The behaviors matched up, perhaps, for readers who had no personal experience of autism and found Bettelheim’s analogies intriguing. There was also the satisfaction of feeling privy to something esoteric. Above all, readers felt they had learned a brutal but necessary truth: Mothers cause their children’s autism. This was, after all, the logical extension of his argument linking autism and the camps. If it was the Nazis who crushed the spirit of those grown men, then it was mothers who broke their children. The analogy was complete: Mothers as camp guards. Mothers as Nazis.
Bettelheim was aware of how harsh his indictment sounded.

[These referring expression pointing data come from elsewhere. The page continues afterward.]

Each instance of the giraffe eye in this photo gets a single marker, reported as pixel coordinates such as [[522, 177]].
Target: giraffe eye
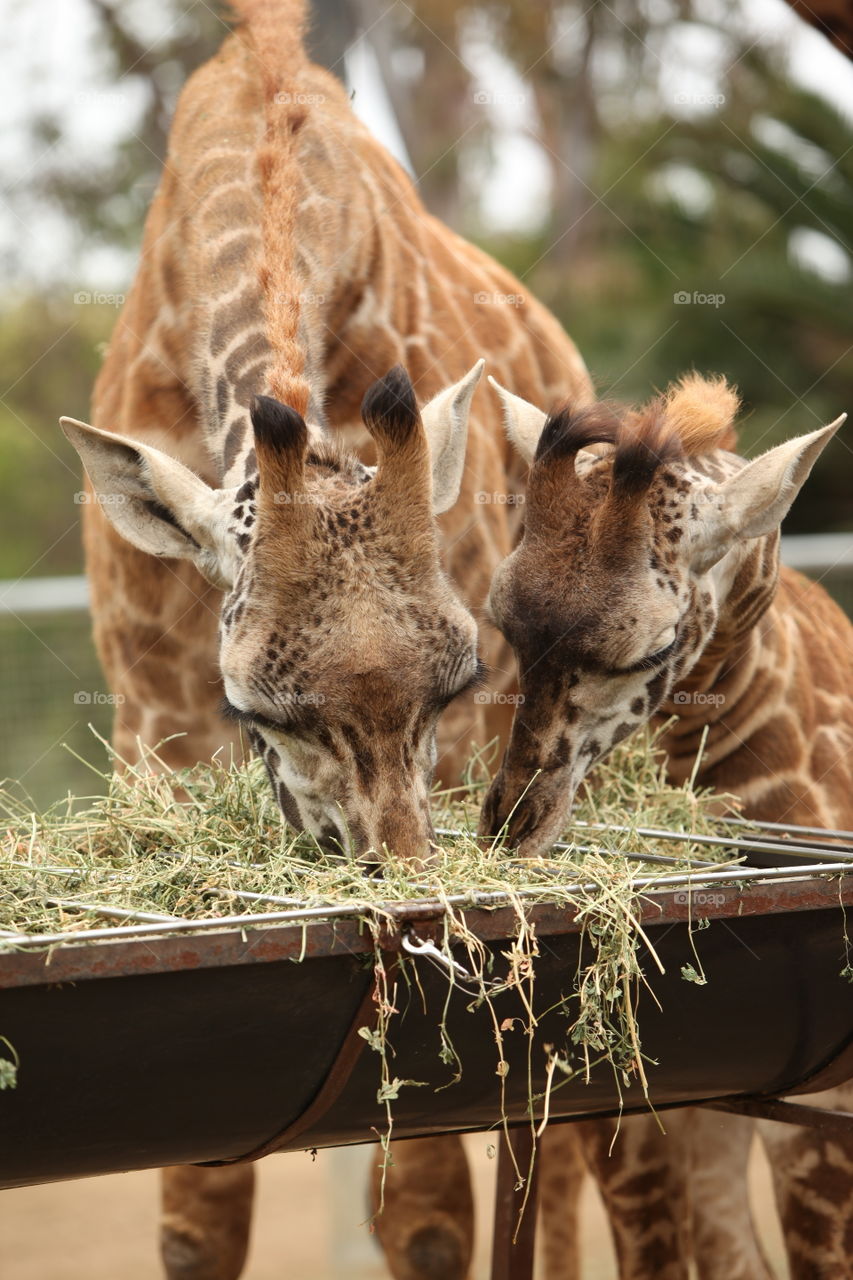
[[652, 659]]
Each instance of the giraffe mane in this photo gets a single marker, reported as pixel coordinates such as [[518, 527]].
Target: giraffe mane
[[276, 41], [693, 416]]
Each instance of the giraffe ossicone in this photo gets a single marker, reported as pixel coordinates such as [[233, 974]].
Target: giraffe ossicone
[[638, 524], [316, 548]]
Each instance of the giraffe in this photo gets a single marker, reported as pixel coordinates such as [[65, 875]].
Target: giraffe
[[646, 586], [251, 533]]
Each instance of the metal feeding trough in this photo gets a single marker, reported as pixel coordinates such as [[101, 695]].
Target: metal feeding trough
[[153, 1043]]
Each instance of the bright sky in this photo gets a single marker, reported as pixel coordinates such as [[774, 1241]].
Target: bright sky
[[51, 63]]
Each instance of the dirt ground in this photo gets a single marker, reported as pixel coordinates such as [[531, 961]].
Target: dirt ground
[[308, 1224]]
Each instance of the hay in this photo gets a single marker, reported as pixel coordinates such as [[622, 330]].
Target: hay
[[188, 844], [199, 844]]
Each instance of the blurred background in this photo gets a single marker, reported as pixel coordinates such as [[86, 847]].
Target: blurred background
[[674, 179]]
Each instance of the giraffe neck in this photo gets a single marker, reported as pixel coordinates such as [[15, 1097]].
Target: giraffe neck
[[769, 700]]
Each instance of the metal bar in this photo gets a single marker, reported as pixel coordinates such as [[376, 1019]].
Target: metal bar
[[796, 831], [767, 845], [44, 595], [121, 913], [423, 906], [591, 849], [835, 1124], [512, 1240], [826, 552]]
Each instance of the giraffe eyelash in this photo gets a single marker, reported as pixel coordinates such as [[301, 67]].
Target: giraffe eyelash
[[651, 661], [251, 720]]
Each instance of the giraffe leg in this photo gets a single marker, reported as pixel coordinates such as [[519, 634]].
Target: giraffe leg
[[644, 1187], [813, 1183], [562, 1174], [427, 1224], [205, 1223], [724, 1237], [155, 627]]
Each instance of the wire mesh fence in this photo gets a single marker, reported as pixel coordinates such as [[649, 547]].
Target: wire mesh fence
[[51, 688]]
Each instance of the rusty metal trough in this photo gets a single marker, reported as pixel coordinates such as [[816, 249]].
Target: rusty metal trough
[[231, 1041]]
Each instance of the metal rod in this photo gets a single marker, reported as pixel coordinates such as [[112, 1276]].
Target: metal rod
[[401, 910], [122, 913], [664, 859], [767, 845], [796, 831]]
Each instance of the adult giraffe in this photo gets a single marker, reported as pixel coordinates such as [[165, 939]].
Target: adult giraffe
[[646, 586], [287, 263]]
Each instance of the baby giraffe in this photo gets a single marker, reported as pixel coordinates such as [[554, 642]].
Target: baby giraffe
[[647, 586]]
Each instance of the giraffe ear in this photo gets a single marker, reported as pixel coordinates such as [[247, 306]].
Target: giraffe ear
[[756, 499], [156, 503], [523, 421], [445, 420]]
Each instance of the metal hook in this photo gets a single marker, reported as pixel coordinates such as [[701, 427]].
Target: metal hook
[[416, 946]]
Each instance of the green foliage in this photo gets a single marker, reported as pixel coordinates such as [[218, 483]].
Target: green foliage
[[51, 350]]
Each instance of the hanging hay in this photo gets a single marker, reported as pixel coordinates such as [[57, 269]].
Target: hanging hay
[[187, 844], [200, 844]]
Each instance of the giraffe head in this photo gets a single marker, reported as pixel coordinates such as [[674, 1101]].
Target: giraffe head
[[637, 524], [341, 638]]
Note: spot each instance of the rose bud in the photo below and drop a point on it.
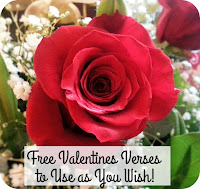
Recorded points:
(179, 24)
(98, 85)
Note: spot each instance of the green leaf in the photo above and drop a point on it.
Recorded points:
(110, 6)
(185, 166)
(8, 102)
(162, 127)
(15, 137)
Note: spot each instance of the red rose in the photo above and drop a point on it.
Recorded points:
(98, 84)
(179, 24)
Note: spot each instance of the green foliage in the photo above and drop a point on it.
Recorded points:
(15, 137)
(8, 102)
(185, 166)
(12, 126)
(110, 6)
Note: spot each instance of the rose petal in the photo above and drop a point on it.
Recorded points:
(138, 52)
(137, 109)
(50, 57)
(179, 24)
(164, 96)
(46, 119)
(102, 130)
(121, 24)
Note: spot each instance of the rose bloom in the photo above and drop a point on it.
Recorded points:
(179, 24)
(98, 85)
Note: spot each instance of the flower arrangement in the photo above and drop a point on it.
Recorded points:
(129, 76)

In the years to come he would take pains to point out that he never once called mothers Nazis. That was a distortion put forward by unfriendly critics, he said, repeated by people who had never actually read his book. For that matter, he personally never invoked the term “refrigerator mother,” though this coinage would be attributed to him often.
Indeed, while Bettelheim became the most eloquent mother blamer, he could always argue, truthfully, that he was not the first. That distinction belonged to the expert quoted in Time back in 1948—years before Bettelheim became involved—the one who described children who “never defrost.” It was then that the refrigerator-mother metaphor was born, and its author was a man whose respectability, and whose standing in child psychiatry, was unquestioned. That man was Leo Kanner.